Recent Study Demonstrates Smartphone App’s Ability to Detect Early Signs of Movement Disorders

According to a story from Parkinson’s News Today, a recent study describes the ability of an innovative smartphone app that uses touch-based input in order to detect the early signs of various motor disorders. The app was originally developed for Huntington’s disease, but it can also be used to detect signs of other neurological illnesses as well that affect movement, such as Parkinson’s disease and Alzheimer’s.

About The App

The capabilities of the app definitely could make it a valuable tool for doctors and could allow patients with movement disorders to be diagnosed and treated earlier in the course of their disease. Many motor disorders are progressive illnesses that get worse over time, so prompt intervention is critical in order to produce the best treatment outcomes.
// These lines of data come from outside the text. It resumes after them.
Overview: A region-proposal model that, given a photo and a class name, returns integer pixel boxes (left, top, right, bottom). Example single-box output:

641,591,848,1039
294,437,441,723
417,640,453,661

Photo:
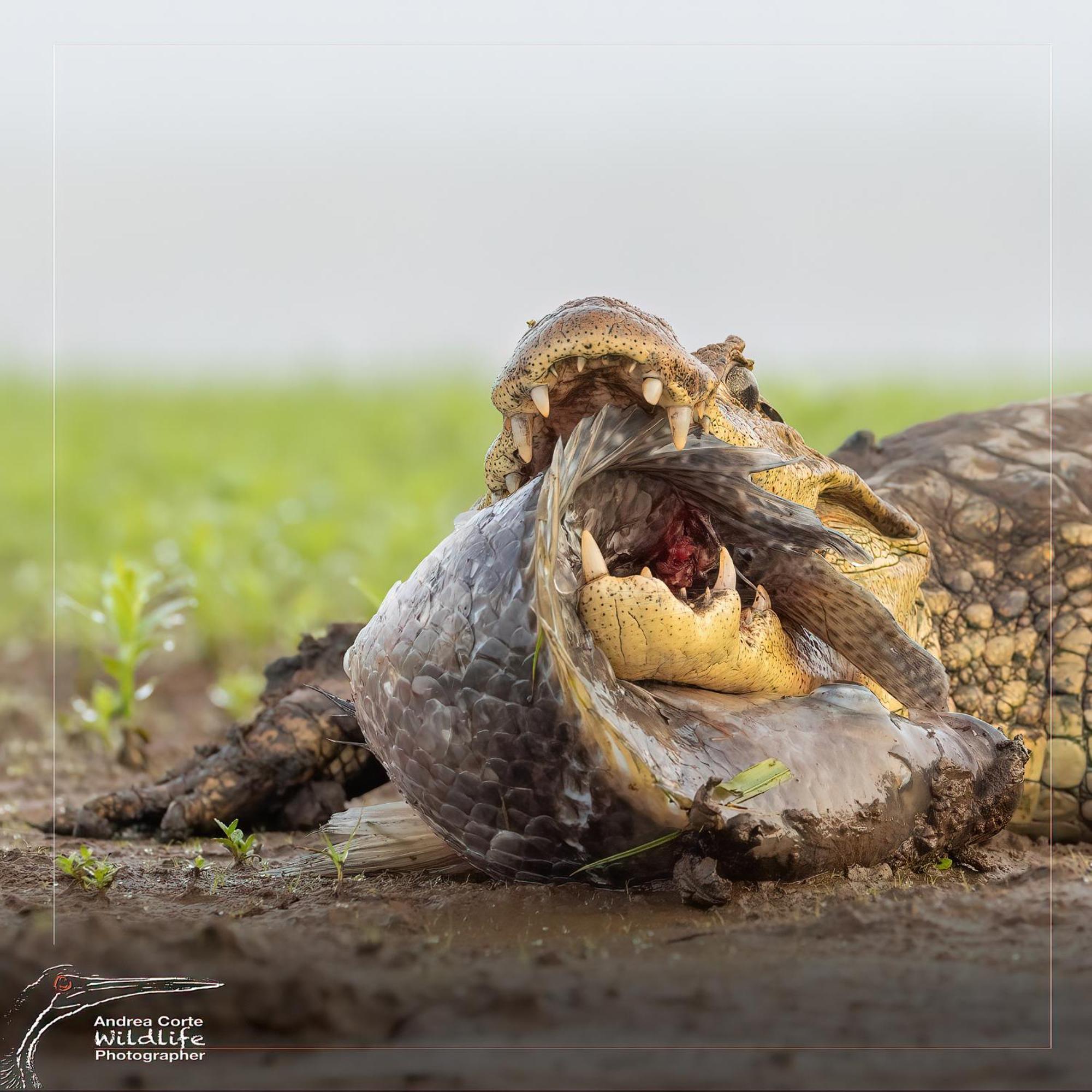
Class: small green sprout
56,845,120,891
310,819,360,890
60,557,195,768
213,819,256,865
572,758,795,876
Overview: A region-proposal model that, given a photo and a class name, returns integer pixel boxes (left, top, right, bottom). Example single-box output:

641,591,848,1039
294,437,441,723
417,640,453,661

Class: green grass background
0,376,1087,666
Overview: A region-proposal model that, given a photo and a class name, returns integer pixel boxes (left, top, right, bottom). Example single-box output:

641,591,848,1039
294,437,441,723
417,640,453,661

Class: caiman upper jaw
485,296,719,497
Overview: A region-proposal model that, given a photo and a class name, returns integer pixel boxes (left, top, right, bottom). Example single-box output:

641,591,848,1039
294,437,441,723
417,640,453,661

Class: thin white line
54,39,1052,49
48,45,57,946
1046,46,1054,1048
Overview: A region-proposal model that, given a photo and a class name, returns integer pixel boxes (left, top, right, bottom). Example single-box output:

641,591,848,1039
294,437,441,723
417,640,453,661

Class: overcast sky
0,3,1092,377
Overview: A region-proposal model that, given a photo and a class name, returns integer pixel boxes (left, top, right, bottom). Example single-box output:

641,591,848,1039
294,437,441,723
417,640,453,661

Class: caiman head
346,297,1022,880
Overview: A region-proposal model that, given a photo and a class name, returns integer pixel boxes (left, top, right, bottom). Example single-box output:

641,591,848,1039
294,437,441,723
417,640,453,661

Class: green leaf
572,830,682,876
709,758,793,807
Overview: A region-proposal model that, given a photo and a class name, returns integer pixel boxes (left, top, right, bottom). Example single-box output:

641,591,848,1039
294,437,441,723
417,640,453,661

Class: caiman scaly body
75,298,1092,880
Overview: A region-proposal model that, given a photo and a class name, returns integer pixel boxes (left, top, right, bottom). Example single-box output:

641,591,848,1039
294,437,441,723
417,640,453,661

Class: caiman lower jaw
579,531,887,709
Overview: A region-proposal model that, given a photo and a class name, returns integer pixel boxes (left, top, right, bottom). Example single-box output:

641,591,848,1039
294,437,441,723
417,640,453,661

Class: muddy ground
0,642,1092,1089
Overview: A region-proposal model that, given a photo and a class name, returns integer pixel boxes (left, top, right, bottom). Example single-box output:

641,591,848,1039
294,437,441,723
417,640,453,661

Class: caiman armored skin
70,298,1092,879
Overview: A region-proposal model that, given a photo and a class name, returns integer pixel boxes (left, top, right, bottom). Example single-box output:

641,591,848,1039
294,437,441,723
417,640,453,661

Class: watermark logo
0,963,224,1089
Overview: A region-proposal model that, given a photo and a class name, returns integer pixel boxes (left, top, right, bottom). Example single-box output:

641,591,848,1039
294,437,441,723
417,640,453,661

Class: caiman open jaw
485,297,929,709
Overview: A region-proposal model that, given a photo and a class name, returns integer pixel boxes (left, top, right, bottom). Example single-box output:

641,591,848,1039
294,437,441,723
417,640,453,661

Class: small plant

Such technologies, which monitor abnormalities in movement, have been utilized for years now in researching motor disorders, which can be difficult to distinguish from symptoms alone. In Parkinson’s research for example, wearable sensors have been used in order to monitor and detect subtle tremors, jerky movements, and postural changes. The primary innovation of this app is that no wearable sensors are necessary in order for meaningful diagnostic evidence to be gathered.

The app involves three different touch-based tasks in which the patient must touch an indicated target on the screen with one or more of their fingers. The app detects the trajectory of the patients fingers, the accuracy of their touch, and the duration of their response times. Patients with neurological disorders that affect movement are generally unable to complete these tasks with the same accuracy and speed as a healthy person.

Although the app is fully functional on a smartphone, the researchers recommend using the program on devices with larger screens and high resolution displays.

The study tested the app with 11 Huntington’s disease patients and an equal number of healthy controls. The app was able to distinguish between the patients and the controls and could also predict if a patient was at high risk of for rapid progression of Huntington’s disease symptoms. The app was able to identify symptoms with 86.4 percent accuracy.